US President Donald Trump is trying to win President Vladimir Putin's support for a 30-day ceasefire proposal that Ukraine accepted last week and which Putin says needs to meet crucial conditions to be acceptable.
Trump is expected to speak with his Putin this week on ways to end the three-year war in Ukraine, US envoy Steve Witkoff told CNN on Sunday after returning from what he described as a "positive" meeting with Putin in Moscow.
In a broad-ranging interview with the Russian media outlet Izvestia that made no reference to the ceasefire proposal, Deputy Foreign Minister Alexander Grushko said that any long-lasting peace treaty on Ukraine must meet Moscow's demands.
"We will demand that ironclad security guarantees become part of this agreement," Izvestia cited Grushko as saying.
"Part of these guarantees should be the neutral status of Ukraine, the refusal of NATO countries to accept it into the alliance."
Moscow is categorically against the deployment of NATO observers to Ukraine, Grushko also reiterated.
"It does not matter under what label NATO contingents were to be deployed on Ukrainian territory: be it the European Union, NATO, or in a national capacity," Grushko said.
"If they appear there, it means that they are deployed in the conflict zone with all the consequences for these contingents as parties to the conflict."
Grushko said that a deployment of unarmed post-conflict observers can be discussed only once a peace agreement is worked out.
"We can talk about unarmed observers, a civilian mission that would monitor the implementation of individual aspects of this agreement, or guarantee mechanisms," Grushko said.
"In the meantime, it's just hot air."
Ukrainian President Volodymyr Zelenskiy has accepted the proposed unconditional ceasefire and said on X his nation will "do everything to further intensify diplomacy".
Meanwhile, military chiefs from the "coalition of the willing" convened by British Prime Minister Kier Starmer and French President Emmanuel Macron will meet in London on Thursday to discuss plans for a Western peacekeeping force to be deployed to Ukraine in the event of a ceasefire.
Britain and France both have said that they were willing to send a peacekeeping force to monitor any ceasefire and Australian Prime Minister Anthony Albanese said his country was also open to requests.

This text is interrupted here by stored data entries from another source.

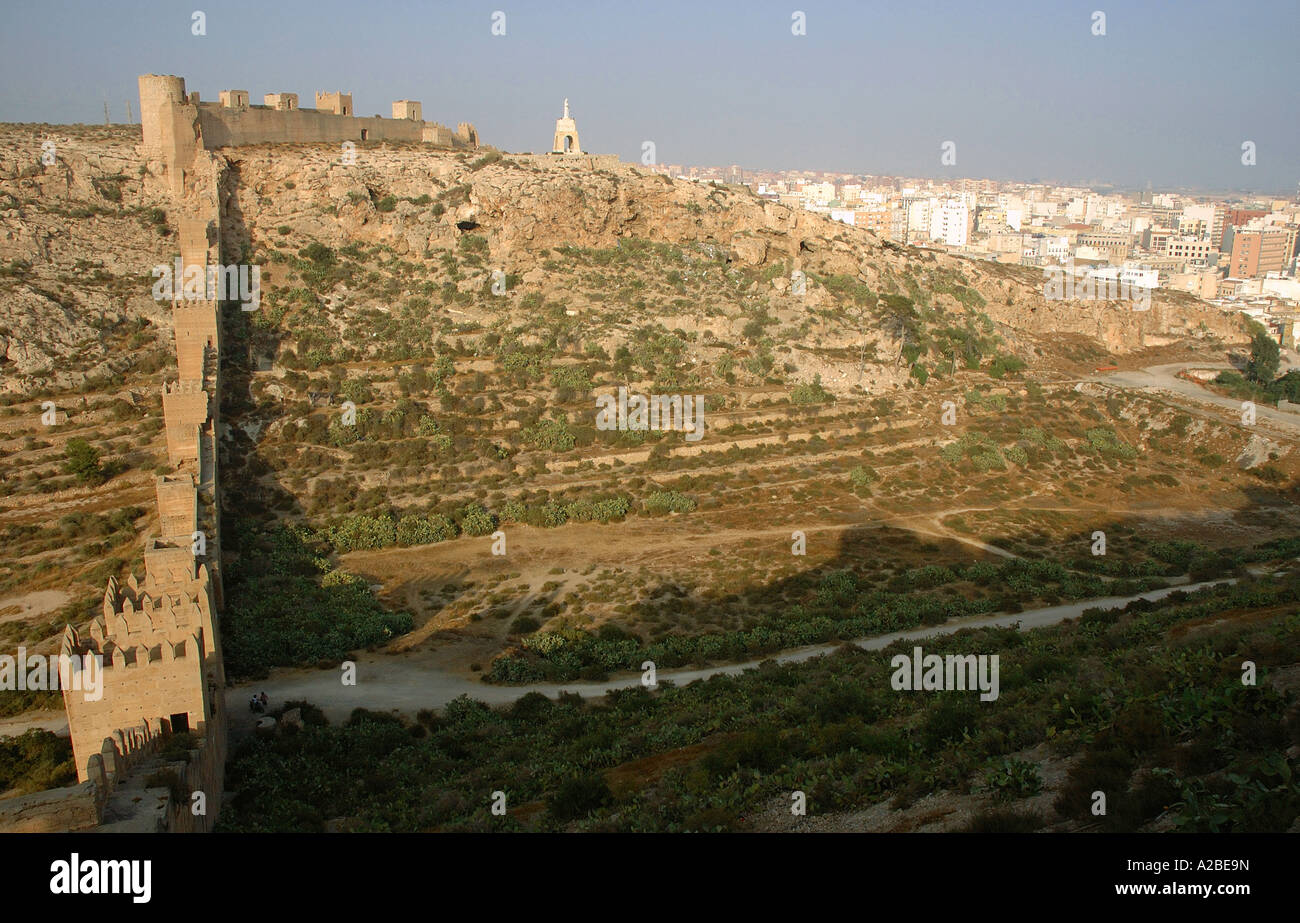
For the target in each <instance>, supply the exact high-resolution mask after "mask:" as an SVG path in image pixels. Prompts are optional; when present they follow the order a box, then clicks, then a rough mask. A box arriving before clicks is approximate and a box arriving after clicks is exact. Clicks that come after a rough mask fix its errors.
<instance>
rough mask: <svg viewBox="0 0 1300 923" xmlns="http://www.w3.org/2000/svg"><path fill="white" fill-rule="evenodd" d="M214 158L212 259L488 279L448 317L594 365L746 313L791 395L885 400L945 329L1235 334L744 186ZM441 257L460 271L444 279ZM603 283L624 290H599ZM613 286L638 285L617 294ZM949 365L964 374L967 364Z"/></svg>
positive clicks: (432, 276)
mask: <svg viewBox="0 0 1300 923" xmlns="http://www.w3.org/2000/svg"><path fill="white" fill-rule="evenodd" d="M224 157H225V159H226V160H227V161H229V169H227V172H226V187H225V190H224V192H225V195H226V208H227V212H226V217H227V218H230V221H227V222H226V226H227V233H229V234H230V238H227V240H226V244H227V246H226V250H227V252H239V251H240V250H242V248H243V247H244V246H248V244H251V246H252V252H253V253H255V259H260V257H266V259H269V260H272V261H273V260H274V259H276V255H274V251H277V250H278V251H281V252H282V253H286V251H287V253H292V252H295V251H299V250H302V248H303V247H304V246H309V244H311V243H320V244H322V246H325V247H329V248H331V250H335V251H337V250H341V248H347V247H354V248H356V247H361V248H368V247H378V248H381V251H382V253H383V255H385V257H387V259H390V260H391V263H393V264H403V265H412V266H415V276H416V277H419V279H420V283H421V285H426V283H429V282H432V283H433V286H434V287H435V289H437V291H438V292H443V291H447V290H448V289H447V286H448V285H452V286H454V291H455V294H456V295H463V294H465V292H486V291H487V290H489V289H487V286H489V282H490V276H491V272H493V270H494V269H497V270H500V272H503V273H506V274H507V276H508V285H507V291H506V296H504V300H500V299H486V300H482V302H480V300H478V299H474V302H476V303H481V305H482V308H484V312H478V311H476V309H474V304H471V303H465V302H464V300H461V302H460V304H458V305H456V307H458V308H459V311H455V312H454V316H458V317H464V318H467V320H472V321H476V322H478V321H482V320H485V318H493V320H498V318H500V317H503V311H504V309H507V308H508V309H510V311H511V316H516V315H517V316H519V317H520V318H524V320H526V317H528V315H529V311H528V308H526V307H525V308H524V311H519V308H520V307H521V305H528V304H530V302H529V296H530V295H532V296H534V298H536V296H541V298H543V299H551V298H558V299H560V300H563V302H564V307H565V309H567V311H568V312H571V313H575V315H577V316H580V317H582V321H584V325H585V326H586V329H588V331H589V334H590V333H591V331H593V330H591V326H590V325H593V324H594V325H595V329H597V330H598V331H599V337H601V339H602V341H603V342H604V344H606V348H608V350H610V351H611V352H612V351H614V350H616V348H617V347H619V346H624V344H625V343H627V341H628V337H629V334H630V333H632V331H633V330H630V329H629V328H636V326H637V325H642V324H655V322H659V324H663V325H664V326H666V328H669V329H680V330H682V331H685V333H688V334H693V335H699V337H705V338H706V341H707V339H710V338H711V339H712V341H714V342H715V343H716V344H718V348H716V350H699V351H697V352H695V355H693V356H692V359H693V360H694V361H695V363H697V364H705V363H715V361H716V360H719V359H722V356H723V351H725V350H727V348H728V347H735V344H736V343H737V341H744V339H746V338H745V337H744V335H742V334H744V330H745V328H746V325H748V324H750V321H753V320H754V315H755V312H762V313H763V315H764V316H766V317H768V318H770V320H771V322H772V324H774V325H777V324H784V325H790V328H792V331H797V334H796V335H792V337H789V338H788V342H784V343H783V342H775V343H772V348H775V350H776V352H777V354H783V352H784V354H787V355H779V359H780V360H781V363H783V365H789V367H793V368H790V369H788V374H789V376H790V377H792V378H809V377H811V376H814V374H820V376H822V377H823V380H824V381H826V385H827V387H829V389H831V390H839V391H844V390H849V389H853V387H854V386H861V387H863V389H865V390H879V389H881V387H894V386H898V385H902V383H905V382H906V381H907V378H909V377H915V373H913V365H914V364H919V365H920V367H923V368H924V373H922V374H920V376H919V377H920V378H922V380H924V378H926V377H927V374H933V373H936V372H939V373H941V369H943V365H944V361H945V357H946V360H948V361H949V364H950V360H952V347H953V343H952V342H950V339H952V338H945V337H943V335H935V333H933V331H935V330H937V329H943V328H946V326H957V328H971V329H982V328H983V333H984V334H988V335H996V337H1001V338H1002V339H1004V341H1005V342H1006V343H1008V344H1009V347H1010V350H1011V351H1013V352H1021V354H1023V357H1024V359H1027V360H1032V359H1034V357H1035V356H1040V355H1041V356H1044V357H1045V359H1048V360H1052V359H1058V357H1060V350H1058V348H1056V346H1057V338H1058V335H1060V334H1078V335H1083V337H1087V338H1092V339H1095V341H1096V343H1097V346H1099V347H1100V350H1102V351H1109V352H1113V354H1123V352H1128V351H1132V350H1139V348H1143V347H1148V346H1158V344H1165V343H1169V342H1171V341H1174V339H1178V338H1180V337H1204V335H1206V334H1213V335H1216V337H1219V338H1223V339H1229V341H1235V339H1239V338H1240V337H1242V334H1240V330H1239V325H1238V322H1236V321H1235V320H1232V318H1225V317H1223V316H1221V313H1219V312H1218V311H1216V309H1213V308H1209V307H1208V305H1204V304H1203V303H1199V302H1196V300H1193V299H1190V298H1180V296H1166V295H1161V296H1157V298H1156V299H1154V300H1153V303H1152V305H1151V309H1149V311H1134V309H1132V305H1131V304H1128V303H1123V302H1112V303H1106V302H1092V303H1087V302H1074V303H1063V302H1048V300H1047V299H1044V298H1043V276H1041V273H1040V272H1036V270H1026V269H1019V268H1011V266H1004V265H996V264H988V263H980V261H972V260H962V259H956V257H950V256H948V255H944V253H935V252H926V251H922V250H917V248H905V247H900V246H897V244H893V243H891V242H885V240H881V239H879V238H876V237H875V235H872V234H870V233H867V231H863V230H858V229H853V227H846V226H844V225H840V224H836V222H831V221H828V220H826V218H823V217H820V216H815V214H811V213H807V212H802V211H794V209H790V208H787V207H783V205H779V204H774V203H770V201H764V200H761V199H758V198H757V196H754V195H753V194H750V192H749V191H748V190H745V188H744V187H724V186H699V185H695V183H689V182H681V181H677V182H673V181H669V179H667V178H664V177H659V175H650V174H645V173H642V172H640V170H637V169H634V168H630V166H625V168H619V169H615V170H589V169H585V168H582V166H580V165H578V164H572V162H568V164H567V162H563V161H556V160H552V159H546V157H530V156H520V157H511V156H510V155H506V156H500V155H497V153H491V155H487V156H484V157H480V159H477V160H472V159H469V157H468V156H467V155H450V153H432V152H426V151H420V149H417V148H413V147H412V148H411V149H394V148H391V147H387V148H373V149H365V151H363V152H361V155H360V157H359V162H357V164H356V165H351V166H344V165H342V164H339V162H338V156H337V151H334V149H333V148H329V147H326V146H320V147H315V148H298V149H295V151H294V153H292V156H286V152H285V151H283V149H279V148H250V149H239V151H227V152H224ZM629 244H630V246H633V247H634V248H636V247H641V248H643V247H645V244H651V246H660V244H662V246H667V247H671V248H676V250H680V251H681V260H680V261H681V265H679V266H669V265H664V264H663V261H660V263H659V264H658V265H651V264H646V265H641V266H632V265H630V263H634V261H637V256H636V255H630V256H628V257H625V259H619V257H617V256H612V255H611V253H617V251H619V250H620V248H625V247H627V246H629ZM580 251H593V252H603V253H606V255H604V256H601V257H595V261H597V265H598V266H599V265H603V266H607V268H608V269H610V270H612V272H604V273H599V274H601V276H603V278H602V279H599V283H598V285H597V286H588V285H584V279H582V276H584V272H582V268H580V265H578V264H580V263H582V257H581V256H580V255H578V252H580ZM448 255H450V256H451V257H452V259H454V257H456V256H460V257H471V259H468V260H465V261H464V263H463V264H461V265H455V266H448ZM669 261H671V260H669ZM357 264H359V265H360V264H365V269H368V270H370V272H373V270H374V269H376V268H377V266H376V265H372V264H367V263H365V261H364V260H359V261H357ZM638 269H640V270H643V272H638ZM675 269H676V272H675ZM796 270H801V272H803V273H805V274H806V278H807V285H806V291H805V294H802V295H798V294H794V292H793V291H792V274H793V273H794V272H796ZM619 272H623V273H624V274H627V276H632V277H633V279H627V278H616V276H617V274H619ZM594 274H595V273H586V276H588V279H589V281H591V277H593V276H594ZM666 276H667V278H666ZM710 279H711V281H714V282H718V283H719V285H718V286H712V285H710ZM281 281H282V279H281ZM628 281H634V282H638V283H641V285H643V286H645V287H643V289H637V290H636V291H625V285H627V282H628ZM666 282H668V285H664V283H666ZM346 290H347V281H346V279H343V285H341V286H339V287H338V289H335V290H331V291H329V292H321V295H322V296H324V298H322V302H324V304H325V307H326V309H329V308H331V307H334V305H335V303H338V302H339V300H347V302H348V303H350V305H351V307H352V308H354V309H357V308H361V307H363V305H367V304H373V305H374V307H376V308H377V309H381V311H385V309H387V308H389V307H391V298H387V299H383V298H381V299H368V298H364V295H363V296H361V298H359V299H357V298H348V292H347V291H346ZM655 294H659V295H660V298H655V296H654V295H655ZM638 295H640V296H638ZM335 296H337V298H335ZM386 302H387V304H385V303H386ZM445 303H446V300H445ZM434 315H437V311H434ZM339 320H341V322H342V324H343V325H346V321H343V320H342V318H339ZM989 322H991V324H992V325H995V326H996V329H993V328H989V326H988V325H989ZM907 347H913V348H910V350H909V348H907ZM962 351H963V352H966V361H965V363H962V364H966V365H967V367H970V365H971V363H972V361H974V357H972V356H970V354H969V351H966V350H962ZM837 354H842V355H837ZM904 360H906V361H904Z"/></svg>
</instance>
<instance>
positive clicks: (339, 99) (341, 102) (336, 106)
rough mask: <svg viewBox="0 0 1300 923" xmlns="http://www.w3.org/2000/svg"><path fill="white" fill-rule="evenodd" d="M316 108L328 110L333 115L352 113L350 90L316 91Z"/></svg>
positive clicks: (323, 110) (322, 111)
mask: <svg viewBox="0 0 1300 923" xmlns="http://www.w3.org/2000/svg"><path fill="white" fill-rule="evenodd" d="M316 108H317V110H320V112H329V113H333V114H335V116H351V114H352V94H350V92H324V91H321V90H317V91H316Z"/></svg>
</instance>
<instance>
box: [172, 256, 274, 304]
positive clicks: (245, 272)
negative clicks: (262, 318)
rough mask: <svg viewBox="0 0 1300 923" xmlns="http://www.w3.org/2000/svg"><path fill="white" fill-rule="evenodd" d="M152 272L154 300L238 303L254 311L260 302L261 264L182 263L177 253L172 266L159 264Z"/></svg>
mask: <svg viewBox="0 0 1300 923" xmlns="http://www.w3.org/2000/svg"><path fill="white" fill-rule="evenodd" d="M152 274H153V278H155V279H157V281H156V282H155V283H153V299H155V300H157V302H213V300H221V302H239V303H240V304H239V307H240V308H242V309H243V311H256V309H257V307H259V305H260V304H261V266H250V265H244V264H230V265H227V266H221V265H216V264H209V265H201V264H199V263H191V264H190V265H185V264H183V263H182V261H181V257H179V256H178V257H175V264H174V266H169V265H166V264H165V263H164V264H159V265H156V266H153V273H152Z"/></svg>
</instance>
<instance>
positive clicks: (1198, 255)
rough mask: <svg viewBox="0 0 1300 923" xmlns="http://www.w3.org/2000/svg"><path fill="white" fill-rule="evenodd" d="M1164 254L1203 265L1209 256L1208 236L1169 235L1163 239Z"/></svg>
mask: <svg viewBox="0 0 1300 923" xmlns="http://www.w3.org/2000/svg"><path fill="white" fill-rule="evenodd" d="M1165 256H1173V257H1177V259H1180V260H1187V261H1188V263H1200V264H1203V265H1204V264H1205V261H1206V260H1209V256H1210V242H1209V238H1199V237H1171V238H1169V239H1166V240H1165Z"/></svg>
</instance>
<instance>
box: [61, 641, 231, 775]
mask: <svg viewBox="0 0 1300 923" xmlns="http://www.w3.org/2000/svg"><path fill="white" fill-rule="evenodd" d="M185 643H186V651H185V656H177V658H174V659H166V655H168V653H169V651H168V642H166V641H162V642H161V645H157V646H156V650H157V649H160V650H161V651H162V659H159V660H152V662H146V663H140V662H136V663H135V664H131V666H126V664H120V663H113V664H112V666H110V662H109V659H108V658H105V660H104V673H103V680H104V686H103V697H101V698H100V699H99V701H90V699H87V698H86V693H85V692H83V690H79V689H64V708H65V710H66V711H68V729H69V732H70V736H72V742H73V757H74V758H75V759H77V764H78V772H77V776H78V779H79V780H81V781H86V779H87V777H88V770H87V764H88V763H87V761H88V755H90V754H94V753H99V751H100V750H101V748H103V742H104V740H105V738H112V737H113V736H114V733H121V731H120V728H133V727H136V725H142V724H143V725H147V727H156V725H157V724H159V715H164V716H169V715H175V714H182V712H183V714H186V715H187V716H188V723H190V729H191V731H194V732H198V733H201V732H203V729H204V725H205V723H207V719H208V715H207V702H205V694H204V693H205V689H207V682H205V680H204V677H203V666H201V662H200V654H201V653H200V650H199V646H200V645H199V642H198V638H196V636H191V638H190V640H187V641H186V642H185ZM136 653H138V656H139V658H140V659H143V656H144V649H138V651H136ZM114 659H116V656H114ZM149 722H152V725H149V724H148V723H149Z"/></svg>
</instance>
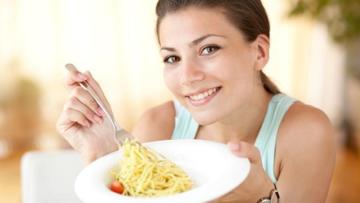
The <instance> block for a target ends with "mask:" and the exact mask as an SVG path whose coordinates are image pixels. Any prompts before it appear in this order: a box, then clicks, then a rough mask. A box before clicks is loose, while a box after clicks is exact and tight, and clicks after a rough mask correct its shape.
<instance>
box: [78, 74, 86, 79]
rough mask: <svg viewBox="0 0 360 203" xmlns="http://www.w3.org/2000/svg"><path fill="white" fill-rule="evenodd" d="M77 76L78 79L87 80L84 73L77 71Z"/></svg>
mask: <svg viewBox="0 0 360 203" xmlns="http://www.w3.org/2000/svg"><path fill="white" fill-rule="evenodd" d="M77 78H78V79H80V80H87V77H86V75H84V74H82V73H78V74H77Z"/></svg>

Macron said in remarks published on Sunday that the stationing of peacekeeping troops in Ukraine is a question for Kyiv to decide - not Moscow.
Grushko said that European allies of Kyiv should understand that only the exclusion of Ukraine's membership in NATO and the elimination of the possibility of deploying foreign military contingents on its territory will work for the region.
"Then the security of Ukraine and the entire region in a broader sense will be ensured, since one of the root causes of the conflict will be eliminated," Grushko said.
Meanwhile, the fighting continues, with Ukraine said to be under increasing pressure in the eastern Donetsk region, part of which has been under Russian control since 2014.
Ukrainian troops are also reported to be in retreat in the Kursk region of Russia, which they seized in a surprise raid in August in an attempt to secure a bargaining chip for future negotiations.